Growing up, Christmas for me was a schizophrenic time. On the one hand, there was time-off school, a sudden surge of treats, and plenty of gifts. On the other hand, school was always a welcome refuge from my house and family, screaming-matches were inevitable, and the gifts were always used to coerce.

As a result, my favorite Christmas moments were in the late-quiet-dark, lying with a purring cat, watching the Christmas lights on the trees or classic Christmas movies on TV.

I’m a sucker for all the classic Christmas films, but my favorite is A Christmas Carol — in particular, the 1951 version starring Alastair Sim in the title role (Click here for the opening scene on Youtube). It is a wonderfully spooky — at times scary — mix of ghosts and redemption which successfully channels the pagan roots of Dicken’s wholesale reinvention of the Christian festival. It is, I think, the version by which all others are judged.

It is no easy task to adapt for theatre a text which has received such an iconic and culturally-pervasive cinematic interpretation. Any serious contemporary adaptation of A Christmas Carol for the stage is always going to be caught between the rock of cinematic homage and the hard place of “for-its-own-sake” iconoclasm.

The National Art Centre’s first ever production of A Christmas Carol, featuring the recently reinstated National Acting Company, is a capable production that avoids the pitfalls of self-indulgent iconoclasm but does not fully escape the cultural shadow of the 1951 movie.

By my eye and ear, the production draws too heavily on the cinematic choices made by screenwriter Noel Langley and director Brian Desmond Hurst in their 1951 movie. The overall aesthetic, dialogue, and scene selection seems to owe much to that iconic movie and these choices do not often work on stage. In particular, the lighting design is far too dark.

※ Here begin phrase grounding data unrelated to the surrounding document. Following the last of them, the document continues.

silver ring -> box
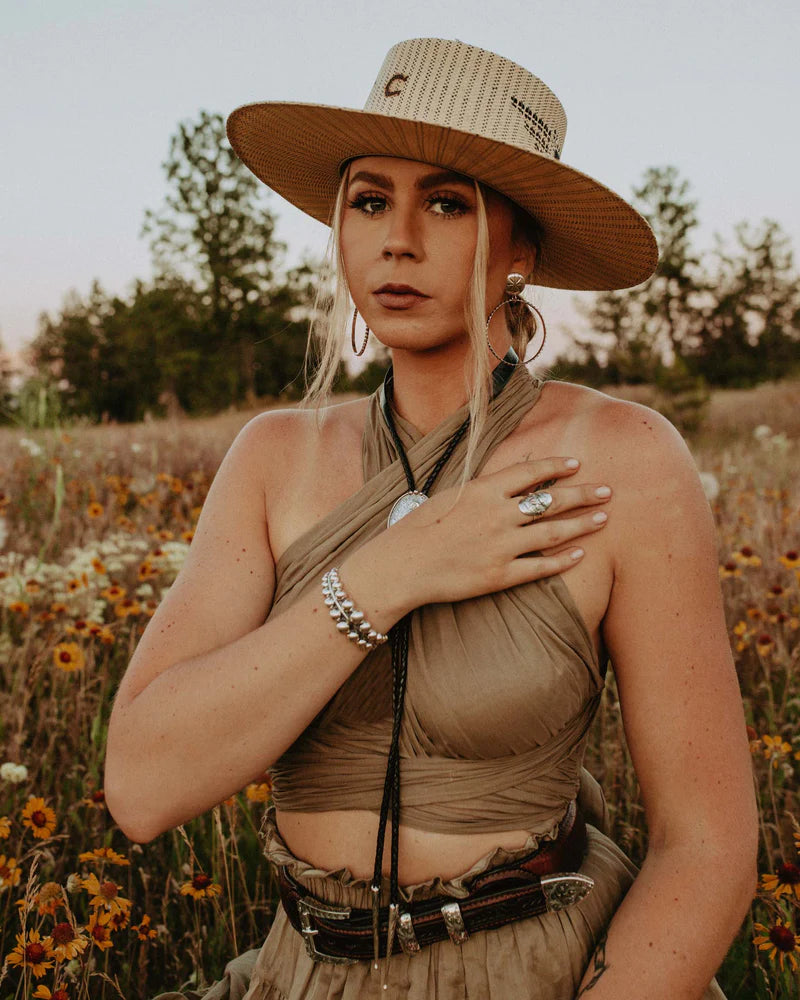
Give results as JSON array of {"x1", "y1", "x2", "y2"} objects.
[{"x1": 518, "y1": 491, "x2": 553, "y2": 519}]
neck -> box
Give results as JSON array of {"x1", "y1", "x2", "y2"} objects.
[{"x1": 387, "y1": 336, "x2": 513, "y2": 436}]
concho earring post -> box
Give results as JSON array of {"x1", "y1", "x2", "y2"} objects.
[
  {"x1": 351, "y1": 306, "x2": 370, "y2": 356},
  {"x1": 486, "y1": 278, "x2": 547, "y2": 366}
]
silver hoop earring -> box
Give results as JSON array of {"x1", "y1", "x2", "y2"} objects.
[
  {"x1": 486, "y1": 276, "x2": 547, "y2": 366},
  {"x1": 351, "y1": 307, "x2": 370, "y2": 356}
]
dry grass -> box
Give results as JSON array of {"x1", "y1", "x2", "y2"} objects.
[{"x1": 0, "y1": 378, "x2": 798, "y2": 998}]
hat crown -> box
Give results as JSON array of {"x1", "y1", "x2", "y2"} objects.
[{"x1": 363, "y1": 38, "x2": 567, "y2": 162}]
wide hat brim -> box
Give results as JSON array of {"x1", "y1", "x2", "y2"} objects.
[{"x1": 227, "y1": 101, "x2": 658, "y2": 291}]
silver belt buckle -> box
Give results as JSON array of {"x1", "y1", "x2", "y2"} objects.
[{"x1": 296, "y1": 896, "x2": 358, "y2": 965}]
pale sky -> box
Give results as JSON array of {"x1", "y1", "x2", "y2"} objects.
[{"x1": 2, "y1": 0, "x2": 799, "y2": 360}]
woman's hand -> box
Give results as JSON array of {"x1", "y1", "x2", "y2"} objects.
[{"x1": 342, "y1": 457, "x2": 611, "y2": 614}]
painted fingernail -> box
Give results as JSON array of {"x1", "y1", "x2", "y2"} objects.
[
  {"x1": 570, "y1": 548, "x2": 584, "y2": 559},
  {"x1": 595, "y1": 486, "x2": 611, "y2": 498},
  {"x1": 565, "y1": 458, "x2": 579, "y2": 469},
  {"x1": 593, "y1": 511, "x2": 608, "y2": 523}
]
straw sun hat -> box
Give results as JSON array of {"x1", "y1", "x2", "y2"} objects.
[{"x1": 226, "y1": 37, "x2": 658, "y2": 291}]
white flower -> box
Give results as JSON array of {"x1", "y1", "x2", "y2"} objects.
[
  {"x1": 0, "y1": 761, "x2": 29, "y2": 784},
  {"x1": 19, "y1": 437, "x2": 43, "y2": 458},
  {"x1": 130, "y1": 442, "x2": 144, "y2": 454},
  {"x1": 753, "y1": 424, "x2": 772, "y2": 440},
  {"x1": 136, "y1": 583, "x2": 154, "y2": 597},
  {"x1": 698, "y1": 472, "x2": 720, "y2": 502}
]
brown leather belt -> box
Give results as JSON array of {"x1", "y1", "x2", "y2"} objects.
[{"x1": 277, "y1": 800, "x2": 592, "y2": 965}]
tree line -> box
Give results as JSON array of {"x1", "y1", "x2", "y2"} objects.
[{"x1": 2, "y1": 113, "x2": 798, "y2": 426}]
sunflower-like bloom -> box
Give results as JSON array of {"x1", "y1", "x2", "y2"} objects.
[
  {"x1": 4, "y1": 928, "x2": 55, "y2": 977},
  {"x1": 180, "y1": 873, "x2": 222, "y2": 900},
  {"x1": 33, "y1": 985, "x2": 71, "y2": 1000},
  {"x1": 131, "y1": 913, "x2": 158, "y2": 941},
  {"x1": 78, "y1": 845, "x2": 129, "y2": 865},
  {"x1": 778, "y1": 550, "x2": 799, "y2": 570},
  {"x1": 52, "y1": 642, "x2": 85, "y2": 672},
  {"x1": 753, "y1": 919, "x2": 800, "y2": 971},
  {"x1": 762, "y1": 734, "x2": 792, "y2": 768},
  {"x1": 82, "y1": 872, "x2": 131, "y2": 916},
  {"x1": 21, "y1": 796, "x2": 57, "y2": 839},
  {"x1": 50, "y1": 920, "x2": 89, "y2": 961},
  {"x1": 761, "y1": 863, "x2": 800, "y2": 900},
  {"x1": 86, "y1": 909, "x2": 114, "y2": 950}
]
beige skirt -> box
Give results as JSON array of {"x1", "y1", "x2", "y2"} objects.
[{"x1": 154, "y1": 804, "x2": 727, "y2": 1000}]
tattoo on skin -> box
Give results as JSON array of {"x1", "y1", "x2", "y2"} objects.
[{"x1": 576, "y1": 931, "x2": 609, "y2": 996}]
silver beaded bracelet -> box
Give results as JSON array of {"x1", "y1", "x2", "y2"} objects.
[{"x1": 322, "y1": 567, "x2": 389, "y2": 651}]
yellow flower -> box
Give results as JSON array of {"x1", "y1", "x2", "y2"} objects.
[
  {"x1": 91, "y1": 557, "x2": 106, "y2": 573},
  {"x1": 86, "y1": 908, "x2": 115, "y2": 950},
  {"x1": 732, "y1": 620, "x2": 748, "y2": 636},
  {"x1": 66, "y1": 618, "x2": 90, "y2": 636},
  {"x1": 80, "y1": 789, "x2": 106, "y2": 809},
  {"x1": 761, "y1": 863, "x2": 800, "y2": 900},
  {"x1": 25, "y1": 578, "x2": 42, "y2": 594},
  {"x1": 21, "y1": 796, "x2": 57, "y2": 839},
  {"x1": 137, "y1": 561, "x2": 159, "y2": 581},
  {"x1": 101, "y1": 584, "x2": 127, "y2": 602},
  {"x1": 50, "y1": 601, "x2": 68, "y2": 614},
  {"x1": 245, "y1": 779, "x2": 272, "y2": 802},
  {"x1": 52, "y1": 642, "x2": 85, "y2": 672},
  {"x1": 4, "y1": 928, "x2": 54, "y2": 977},
  {"x1": 82, "y1": 872, "x2": 131, "y2": 916},
  {"x1": 49, "y1": 920, "x2": 89, "y2": 961},
  {"x1": 33, "y1": 985, "x2": 71, "y2": 1000},
  {"x1": 131, "y1": 913, "x2": 157, "y2": 941},
  {"x1": 762, "y1": 734, "x2": 792, "y2": 768},
  {"x1": 86, "y1": 501, "x2": 104, "y2": 519},
  {"x1": 0, "y1": 853, "x2": 22, "y2": 890},
  {"x1": 733, "y1": 545, "x2": 762, "y2": 567},
  {"x1": 179, "y1": 872, "x2": 222, "y2": 900},
  {"x1": 779, "y1": 549, "x2": 800, "y2": 570},
  {"x1": 181, "y1": 529, "x2": 195, "y2": 544},
  {"x1": 31, "y1": 881, "x2": 65, "y2": 915},
  {"x1": 7, "y1": 600, "x2": 30, "y2": 615},
  {"x1": 719, "y1": 560, "x2": 741, "y2": 579},
  {"x1": 0, "y1": 815, "x2": 10, "y2": 838},
  {"x1": 754, "y1": 919, "x2": 800, "y2": 971},
  {"x1": 114, "y1": 597, "x2": 141, "y2": 618},
  {"x1": 755, "y1": 633, "x2": 775, "y2": 656},
  {"x1": 78, "y1": 846, "x2": 129, "y2": 865}
]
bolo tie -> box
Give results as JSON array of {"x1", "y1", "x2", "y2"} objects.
[{"x1": 370, "y1": 348, "x2": 518, "y2": 984}]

There are, of course, a number of moments which don’t have any obvious connection to the iconic movie but they don’t do much to illuminate the characters or drive the narrative. There is some lovely singing, some evocative choral work, some impressive on-stage pyrotechnics (literally and figuratively), and even a dance number but, from a narrative perspective, they stall rather than advance the action.

As a result, we learn much less about the principal characters and the overall production feels a little impressionistic and truncated. People familiar with the story will get all their A Christmas Carol hits (e.g. “Bah humbug”, “God bless us everyone,” and an over-the-top Ghost of Christmas Present) but it may not resonate as soundly for people unfamiliar with the story or film — recent immigrants for example.

Fortunately, for many of us of a certain age who grew up in Canada or the U.S., Dickens’s story and the 1951 movie are so embedded in our cultural consciousness that an impressionistic version of the story still resonates.

On more than one occasion, the ensemble, featuring Stephen Ouimette’s conservative but satisfying Scrooge, channel the cultural ghosts of our shared history with A Christmas Carol, and the story comes alive. If more time and energy had been focussed on the characters and the story, I think this production might have done more than channel ghosts; it might have fully brought to life a truly wonderful story.

Any other diehard fans of the 1951 A Christmas Carol out there? If not, what’s your favorite Christmas story, film, play, or production?